The Compositionally-Restricted Attention-Based Network (CrabNet), inspired by natural language processing transformers, uses compositional information to predict material properties.

DOI

Open In Colab(PyPI) Read the Docs GitHub WorkflowStatus

PyPI Code style:black Lines of code GitHub

Conda Conda Conda Anaconda-Server Badge

:warning: This is a fork of the original CrabNet repository :warning:

This is a refactored version of CrabNet, published to PyPI (pip) and Anaconda (conda). In addition to using .csv files, it allows direct passing of Pandas DataFrames as training and validation datasets, similar to automatminer. It also exposes many of the model parameters at the top-level via CrabNet and uses the sklearn-like “instantiate, fit, predict” workflow. An extend_features is implemented which allows utilization of data other than the elemental compositions (e.g. state variables such as temperature or applied load). These changes make CrabNet portable, extensible, and more broadly applicable, and will be incorporated into the parent repository at a later date. Please refer to the CrabNet documentation for details on installation and usage. If you find CrabNet useful, please consider citing the following publication in npj Computational Materials:

Citing

@article{Wang2021crabnet,
 author = {Wang, Anthony Yu-Tung and Kauwe, Steven K. and Murdock, Ryan J. and Sparks, Taylor D.},
 year = {2021},
 title = {Compositionally restricted attention-based network for materials property predictions},
 pages = {77},
 volume = {7},
 number = {1},
 doi = {10.1038/s41524-021-00545-1},
 publisher = {{Nature Publishing Group}},
 shortjournal = {npj Comput. Mater.},
 journal = {npj Computational Materials}
}

Installation

conda install -c sgbaird crabnet

or

Install PyTorch (specific to your hardware, e.g. pip install torch==1.10.2+cu102 -f https://download.pytorch.org/whl/cu102/torch_stable.html), then

pip install crabnet

Basic Usage

Load Some Test Data

from crabnet.model import get_data
from crabnet.data.materials_data import elasticity
train_df, val_df = get_data(elasticity, "train.csv")

Instantiate CrabNet Model

from crabnet.crabnet_ import CrabNet

cb = CrabNet(mat_prop="elasticity")

Training

cb.fit(train_df)

Predictions

Predict on the training data:

train_pred, train_sigma = cb.predict(train_df, return_uncertainty=True)

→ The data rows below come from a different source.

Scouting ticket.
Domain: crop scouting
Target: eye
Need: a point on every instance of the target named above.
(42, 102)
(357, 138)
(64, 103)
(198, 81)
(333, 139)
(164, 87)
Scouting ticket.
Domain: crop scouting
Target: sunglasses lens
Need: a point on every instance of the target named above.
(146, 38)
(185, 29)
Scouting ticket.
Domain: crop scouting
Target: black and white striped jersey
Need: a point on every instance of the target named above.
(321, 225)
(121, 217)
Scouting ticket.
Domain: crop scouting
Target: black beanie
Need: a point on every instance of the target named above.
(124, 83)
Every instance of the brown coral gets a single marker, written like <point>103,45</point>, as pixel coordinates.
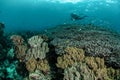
<point>17,40</point>
<point>31,64</point>
<point>72,56</point>
<point>20,52</point>
<point>43,66</point>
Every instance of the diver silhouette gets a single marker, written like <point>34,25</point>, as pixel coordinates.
<point>75,17</point>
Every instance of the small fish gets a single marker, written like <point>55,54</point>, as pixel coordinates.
<point>75,17</point>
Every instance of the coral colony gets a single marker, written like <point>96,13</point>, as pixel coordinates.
<point>66,52</point>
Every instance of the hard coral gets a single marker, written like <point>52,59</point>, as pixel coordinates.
<point>35,41</point>
<point>38,48</point>
<point>17,40</point>
<point>72,56</point>
<point>31,65</point>
<point>41,65</point>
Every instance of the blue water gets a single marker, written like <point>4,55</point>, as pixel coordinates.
<point>41,14</point>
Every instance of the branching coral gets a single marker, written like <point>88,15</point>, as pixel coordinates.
<point>72,56</point>
<point>78,67</point>
<point>38,48</point>
<point>41,65</point>
<point>17,40</point>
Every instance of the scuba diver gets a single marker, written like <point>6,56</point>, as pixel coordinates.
<point>75,17</point>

Predict on the validation data:

val_pred, val_sigma = cb.predict(val_df)

Extend Features

To include additional features that get added after the transformer architecture, but before a recurrent neural network, include the additional features in your DataFrames and pass the name(s) of these additional features (i.e. columns) as a list into extend_features.

train_df["state_var0"] = np.random.rand(train_df.shape[0]) # dummy state variable
cb = CrabNet(
    mat_prop="hardness",
    train_df=train_df, # contains "formula", "target", and "state_var0" columns
    extend_features=["state_var0"],
    )

Reproduce publication results

To reproduce the publication results, please see the README instructions for CrabNet versions v1.. or earlier. For example, the first release: https://github.com/sparks-baird/CrabNet/releases/tag/release-for-chemrxiv. Trained weights are provided at: http://doi.org/10.5281/zenodo.4633866.

As a reference, with a desktop computer with an IntelTM i9-9900K processor, 32GB of RAM, and two NVIDIA RTX 2080 Ti’s, training our largest network (OQMD) takes roughly two hours.